Conclusion et recommandations

Le programme a fourni une nouvelle façon de voir comment rendre l’évaluation sensible au genre. C’est un défi extrêmement complexe, et l’introduction d’une perspective de transformation du genre dans la conception et la mise en œuvre d’un programme, même au niveau organisationnel, sera lente et difficile. De nombreux praticiens et de nombreuses praticiennes ont mis en pratique ce qu’ils et elles avaient appris durant ces quatre années, en adaptant parfois les terminologies en fonction des publics. La communauté en ligne a été extrêmement bénéfique et a rencontré beaucoup de succès.

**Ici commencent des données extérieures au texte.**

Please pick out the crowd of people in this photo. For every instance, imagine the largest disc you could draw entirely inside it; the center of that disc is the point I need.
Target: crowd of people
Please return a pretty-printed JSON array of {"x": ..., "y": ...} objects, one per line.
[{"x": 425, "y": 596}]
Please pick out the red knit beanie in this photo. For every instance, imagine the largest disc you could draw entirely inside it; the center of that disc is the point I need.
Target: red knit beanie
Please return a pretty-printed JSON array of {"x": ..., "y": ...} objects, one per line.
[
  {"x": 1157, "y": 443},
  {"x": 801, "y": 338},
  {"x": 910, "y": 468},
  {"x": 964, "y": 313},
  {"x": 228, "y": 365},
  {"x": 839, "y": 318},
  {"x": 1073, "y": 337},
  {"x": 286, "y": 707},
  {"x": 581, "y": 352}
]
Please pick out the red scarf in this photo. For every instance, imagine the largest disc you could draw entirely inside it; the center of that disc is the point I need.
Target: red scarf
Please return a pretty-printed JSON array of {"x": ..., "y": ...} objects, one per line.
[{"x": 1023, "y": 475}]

Néanmoins, une question pratique s’est posée. L’évaluation féministe est-elle une méthodologie à part entière ou bien est-ce un état d’esprit à utiliser dans l’examen de n’importe quel projet, programme ou autre ? La complexification des productions lors des évaluations avec une « lentille féministe » a été l’une des limites évoquées par certain-e-s participant-e-s.

Ce qui est ressorti de ces quatre années est que l’évaluation féministe s’inscrit dans une structure plus large de la politique féministe qui tente simplement d’apporter l’égalité. Cette préoccupation a permis au groupe de nommer les pratiques d’évaluation féministes. De nombreux et nombreuses participant-e-s ont en effet évoqué cette envie d’accéder à davantage d’égalité et que les connaissances féministes en matière d’évaluation doivent dépasser le cadre de l’évaluation pour atteindre un public plus large. Les participant-e-s ont alors décidé de réaliser une boite à outils facile d’utilisation dans l’optique de renforcer les capacités des praticien-ne-s du développement et du personnel en charge des questions de suivi-évaluation. Ils et elles ont également suggéré que la communauté de pratique puisse faciliter la création d’un espace où les gens pourront interagir, débattre, discuter et partager leurs connaissances.

Une série de recommandations a été formulée par les participant-e-s à la fin du programme, comme le fait de continuer à organiser des ateliers sur ces questions, à publier des notes d’orientation et à publier dans des revues réputées et des volumes édités afin de documenter le processus de changement que l’évaluation féministe a créé. Il était également recommandé de trouver des moyens d’accroître la visibilité du groupe d’évaluatrices féministes en Inde. Une autre recommandation était de s’efforcer d’intégrer une évaluation axée sur l’équité et tenant compte des sexospécificités aux méthodes d’évaluation classiques telles que l’évaluation axée sur l’utilisation ou l’évaluation d’impact.